Paragraph 3 | The human machine goes wrong in two ways. First, we have troubles with others, either by drifting apart or running into others. Second, we have troubles within ourselves, when our inner desires “either drift apart or interfere with one another.” Lewis uses the analogy of “a fleet of ships sailing in formation.” Success means the ships don’t crash into or interfere with each other. It also means each individual ship work correctly. A ship without proper steering will crash into or impede other ships. Lewis jumps to the analogy of an orchestra, where each person’s instrument must be in tune and play at the right time.

Paragraph 4 | Something else to consider: Where are the ships trying to get to? Or what is the orchestra trying to play? You need the proper destination or the right music for the occasion.

Paragraph 5 | Morality is, then, three things. One, “fair play and harmony between individuals.” Two, keeping things together within individuals. And three, “the general purpose of human life as a whole: what man was made for: what course the whole fleet ought to be on: what tune the conductor of the band wants it to play.”

Paragraph 6 | Lewis thinks we are largely concerned about the first thing and neglect the other two things. When we say people should treat others well, that refers to the first thing. When we say that our personal behavior “can’t be wrong because it doesn’t do anyone else any harm,” that is also concerned with the first thing, as though “it does not matter what his ship is like inside provided that he does not run into the next ship.” Talks about morality usually focus on how people can treat others well. But if it stops there, we aren’t really thinking clearly.

Paragraph 7 | What good is it telling individual ships which course to take to keep from crashes if the steering is bad in those ships? And “What is the good of drawing up, on paper, rules for social behavior, if we know that, in fact, our greed, cowardice, ill temper, and self-conceit are going to prevent us from keeping them?” Rules don’t make people good. Rules are only good if there are good people trying to keep the rules.
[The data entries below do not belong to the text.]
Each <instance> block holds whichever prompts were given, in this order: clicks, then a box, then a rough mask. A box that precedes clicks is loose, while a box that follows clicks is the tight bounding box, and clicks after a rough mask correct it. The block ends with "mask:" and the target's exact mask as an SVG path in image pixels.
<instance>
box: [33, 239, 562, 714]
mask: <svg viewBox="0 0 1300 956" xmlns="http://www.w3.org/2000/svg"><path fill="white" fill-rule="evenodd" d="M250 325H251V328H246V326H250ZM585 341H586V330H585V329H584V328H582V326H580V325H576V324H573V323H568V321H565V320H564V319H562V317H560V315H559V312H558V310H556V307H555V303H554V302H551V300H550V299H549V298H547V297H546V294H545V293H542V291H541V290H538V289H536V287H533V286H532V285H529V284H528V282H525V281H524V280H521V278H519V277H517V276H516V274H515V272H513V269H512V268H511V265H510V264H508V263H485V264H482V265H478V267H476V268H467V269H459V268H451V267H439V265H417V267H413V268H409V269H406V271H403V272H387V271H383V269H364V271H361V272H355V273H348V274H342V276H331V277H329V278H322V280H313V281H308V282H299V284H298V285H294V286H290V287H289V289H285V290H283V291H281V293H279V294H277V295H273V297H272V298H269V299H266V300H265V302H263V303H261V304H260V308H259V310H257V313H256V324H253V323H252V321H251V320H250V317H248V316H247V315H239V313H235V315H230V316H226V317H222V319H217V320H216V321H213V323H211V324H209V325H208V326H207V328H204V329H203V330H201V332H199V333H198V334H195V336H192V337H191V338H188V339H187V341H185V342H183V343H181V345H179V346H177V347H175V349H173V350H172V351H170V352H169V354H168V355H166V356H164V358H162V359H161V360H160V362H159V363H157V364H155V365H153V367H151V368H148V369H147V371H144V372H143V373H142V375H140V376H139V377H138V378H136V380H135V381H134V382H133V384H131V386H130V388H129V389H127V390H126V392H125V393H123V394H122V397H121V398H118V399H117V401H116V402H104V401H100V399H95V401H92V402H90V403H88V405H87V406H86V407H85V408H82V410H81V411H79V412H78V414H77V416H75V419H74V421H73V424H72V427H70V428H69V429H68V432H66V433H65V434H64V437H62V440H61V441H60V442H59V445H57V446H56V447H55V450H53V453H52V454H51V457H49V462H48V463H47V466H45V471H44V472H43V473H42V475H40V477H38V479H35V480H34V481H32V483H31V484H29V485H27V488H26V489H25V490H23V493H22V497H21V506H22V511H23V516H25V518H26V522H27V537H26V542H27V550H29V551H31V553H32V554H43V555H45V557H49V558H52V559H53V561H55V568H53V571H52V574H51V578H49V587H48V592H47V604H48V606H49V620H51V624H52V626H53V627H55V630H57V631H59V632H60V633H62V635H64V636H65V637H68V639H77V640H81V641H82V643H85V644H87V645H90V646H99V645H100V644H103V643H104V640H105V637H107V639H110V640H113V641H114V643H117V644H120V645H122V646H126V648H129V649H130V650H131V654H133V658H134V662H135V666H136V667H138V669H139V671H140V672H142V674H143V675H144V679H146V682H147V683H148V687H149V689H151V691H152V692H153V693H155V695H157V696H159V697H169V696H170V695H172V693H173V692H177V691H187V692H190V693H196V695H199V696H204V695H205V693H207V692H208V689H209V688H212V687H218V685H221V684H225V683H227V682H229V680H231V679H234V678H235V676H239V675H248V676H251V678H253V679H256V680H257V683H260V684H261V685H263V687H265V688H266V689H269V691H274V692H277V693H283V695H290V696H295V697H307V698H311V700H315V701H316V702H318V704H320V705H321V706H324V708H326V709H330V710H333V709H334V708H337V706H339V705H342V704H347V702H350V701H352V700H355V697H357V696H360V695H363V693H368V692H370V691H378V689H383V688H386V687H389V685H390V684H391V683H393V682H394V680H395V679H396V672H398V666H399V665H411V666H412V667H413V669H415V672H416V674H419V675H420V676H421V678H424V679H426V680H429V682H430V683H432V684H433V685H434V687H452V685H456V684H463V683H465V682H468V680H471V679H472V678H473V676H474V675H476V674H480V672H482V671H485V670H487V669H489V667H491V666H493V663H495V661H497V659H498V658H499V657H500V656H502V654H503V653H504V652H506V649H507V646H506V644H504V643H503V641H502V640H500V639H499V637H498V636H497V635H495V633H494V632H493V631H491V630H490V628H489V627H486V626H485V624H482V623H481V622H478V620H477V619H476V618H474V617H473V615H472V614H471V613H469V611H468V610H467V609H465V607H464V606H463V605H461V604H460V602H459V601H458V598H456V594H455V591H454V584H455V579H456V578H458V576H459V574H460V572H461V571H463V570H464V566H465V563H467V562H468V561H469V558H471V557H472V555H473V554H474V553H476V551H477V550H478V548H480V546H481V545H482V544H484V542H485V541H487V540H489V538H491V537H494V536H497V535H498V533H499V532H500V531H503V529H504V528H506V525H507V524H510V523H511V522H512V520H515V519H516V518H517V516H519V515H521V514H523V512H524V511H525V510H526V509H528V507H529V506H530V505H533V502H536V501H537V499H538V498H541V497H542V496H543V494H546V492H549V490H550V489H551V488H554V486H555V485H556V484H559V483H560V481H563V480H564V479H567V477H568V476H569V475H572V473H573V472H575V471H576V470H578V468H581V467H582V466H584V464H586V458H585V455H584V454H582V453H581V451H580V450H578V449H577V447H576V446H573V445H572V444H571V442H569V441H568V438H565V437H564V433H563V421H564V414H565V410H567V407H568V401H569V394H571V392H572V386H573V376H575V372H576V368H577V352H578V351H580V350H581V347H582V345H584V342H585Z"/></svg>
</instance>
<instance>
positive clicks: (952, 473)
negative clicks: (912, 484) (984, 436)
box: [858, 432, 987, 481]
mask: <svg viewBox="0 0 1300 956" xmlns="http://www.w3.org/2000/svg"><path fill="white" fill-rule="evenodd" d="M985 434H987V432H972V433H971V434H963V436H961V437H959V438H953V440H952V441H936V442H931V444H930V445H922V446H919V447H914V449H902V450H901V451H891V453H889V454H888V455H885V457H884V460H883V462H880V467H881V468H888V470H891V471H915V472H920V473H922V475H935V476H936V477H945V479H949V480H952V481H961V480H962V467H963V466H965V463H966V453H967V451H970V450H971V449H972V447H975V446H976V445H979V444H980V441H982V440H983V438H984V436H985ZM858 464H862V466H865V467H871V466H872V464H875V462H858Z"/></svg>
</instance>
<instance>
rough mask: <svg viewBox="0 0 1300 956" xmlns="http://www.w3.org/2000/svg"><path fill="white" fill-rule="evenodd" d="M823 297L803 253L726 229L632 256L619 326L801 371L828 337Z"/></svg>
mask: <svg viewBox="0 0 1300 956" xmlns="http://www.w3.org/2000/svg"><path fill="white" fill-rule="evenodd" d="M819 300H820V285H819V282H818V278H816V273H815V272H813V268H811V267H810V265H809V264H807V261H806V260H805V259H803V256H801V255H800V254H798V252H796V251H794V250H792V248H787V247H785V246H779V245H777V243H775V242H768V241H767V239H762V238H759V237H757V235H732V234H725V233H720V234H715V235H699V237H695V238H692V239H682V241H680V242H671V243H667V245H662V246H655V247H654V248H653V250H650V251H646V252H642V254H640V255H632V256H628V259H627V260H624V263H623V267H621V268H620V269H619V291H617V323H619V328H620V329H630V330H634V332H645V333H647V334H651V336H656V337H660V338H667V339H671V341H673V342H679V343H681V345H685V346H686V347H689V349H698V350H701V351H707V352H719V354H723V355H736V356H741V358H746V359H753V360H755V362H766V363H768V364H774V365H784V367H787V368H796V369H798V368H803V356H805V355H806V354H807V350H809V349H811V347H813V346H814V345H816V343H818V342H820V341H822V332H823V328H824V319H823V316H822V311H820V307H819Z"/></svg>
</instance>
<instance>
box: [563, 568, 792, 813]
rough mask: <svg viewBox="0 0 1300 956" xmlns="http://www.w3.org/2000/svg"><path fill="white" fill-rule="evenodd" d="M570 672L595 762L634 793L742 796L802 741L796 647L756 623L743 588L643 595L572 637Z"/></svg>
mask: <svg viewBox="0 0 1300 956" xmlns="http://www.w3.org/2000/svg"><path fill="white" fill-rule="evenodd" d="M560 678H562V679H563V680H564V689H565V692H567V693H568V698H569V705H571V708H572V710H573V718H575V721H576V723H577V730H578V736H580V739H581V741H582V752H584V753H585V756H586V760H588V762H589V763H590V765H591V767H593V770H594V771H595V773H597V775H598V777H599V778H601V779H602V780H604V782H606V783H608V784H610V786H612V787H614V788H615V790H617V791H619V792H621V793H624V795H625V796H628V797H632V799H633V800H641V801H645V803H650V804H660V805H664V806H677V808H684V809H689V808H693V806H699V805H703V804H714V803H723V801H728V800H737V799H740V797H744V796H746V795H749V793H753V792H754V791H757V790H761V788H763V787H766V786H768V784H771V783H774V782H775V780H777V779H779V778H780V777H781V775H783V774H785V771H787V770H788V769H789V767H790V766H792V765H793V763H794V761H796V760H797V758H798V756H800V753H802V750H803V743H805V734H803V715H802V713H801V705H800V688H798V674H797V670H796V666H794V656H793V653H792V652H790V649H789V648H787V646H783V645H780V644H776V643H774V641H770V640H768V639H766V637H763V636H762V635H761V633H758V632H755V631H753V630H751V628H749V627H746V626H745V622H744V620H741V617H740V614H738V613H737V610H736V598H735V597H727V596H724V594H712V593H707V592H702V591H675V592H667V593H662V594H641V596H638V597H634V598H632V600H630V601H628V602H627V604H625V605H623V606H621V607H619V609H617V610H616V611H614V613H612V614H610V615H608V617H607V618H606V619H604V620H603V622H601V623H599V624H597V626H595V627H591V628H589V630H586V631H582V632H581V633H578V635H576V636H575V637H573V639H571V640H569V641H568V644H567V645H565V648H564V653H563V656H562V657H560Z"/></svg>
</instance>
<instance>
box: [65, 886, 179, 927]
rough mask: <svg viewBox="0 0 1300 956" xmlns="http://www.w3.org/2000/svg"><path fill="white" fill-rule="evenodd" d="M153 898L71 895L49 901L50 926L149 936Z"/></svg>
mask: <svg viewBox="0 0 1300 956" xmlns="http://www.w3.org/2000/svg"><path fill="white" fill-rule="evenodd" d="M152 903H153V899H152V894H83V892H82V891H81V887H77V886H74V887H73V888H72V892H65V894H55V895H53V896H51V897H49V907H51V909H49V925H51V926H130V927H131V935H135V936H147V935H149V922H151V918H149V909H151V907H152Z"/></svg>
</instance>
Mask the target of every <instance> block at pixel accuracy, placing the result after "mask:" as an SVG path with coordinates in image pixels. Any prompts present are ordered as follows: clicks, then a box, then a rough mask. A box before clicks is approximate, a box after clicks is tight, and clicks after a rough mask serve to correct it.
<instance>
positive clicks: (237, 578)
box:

This is why we have to think of that second kind of morality inside people.

Paragraph 8 | We also need that third thing, because “different beliefs about the universe lead to different behavior.” We need to go beyond the idea that people should treat others well or, at least stay out of their way. What if our ship is not ours to do whatever we want? What if each ship is accountable to its maker. As Lewis puts it, “If somebody else made me, for his own purposes, then I shall have a lot of duties which I should not have if I simply belonged to myself.”

Paragraph 9 | Each “individual human being is going to live for ever.” This is a Christian belief that Lewis says “must be either true or false.” There are many things not to worry about if we are only going to live the 70 or so years that averages say we will have. But what if we are going to live forever? Over a lifetime, a worsening attitude may not be perceived easily. “But it might be absolute hell in a million years.” If this life is all there is, the nations to which we belong are actually more important than we are, because they outlast us. “But if Christianity is true, then the individual is not only more important but incomparably more important, for he is everlasting and the life of a state or a civilization, compared with his, is only a moment.”

Paragaph 10 | We must think about all three aspects of morality: our relationships with others, our relationship within ourselves, and our relationship with the One who made us. We can all talk easily about the first thing. But it gets problematic to talk about the second and third. It’s the third thing where the differences between Christian and non-Christian morality are seen. Lewis will approach morality as though Christianity is true.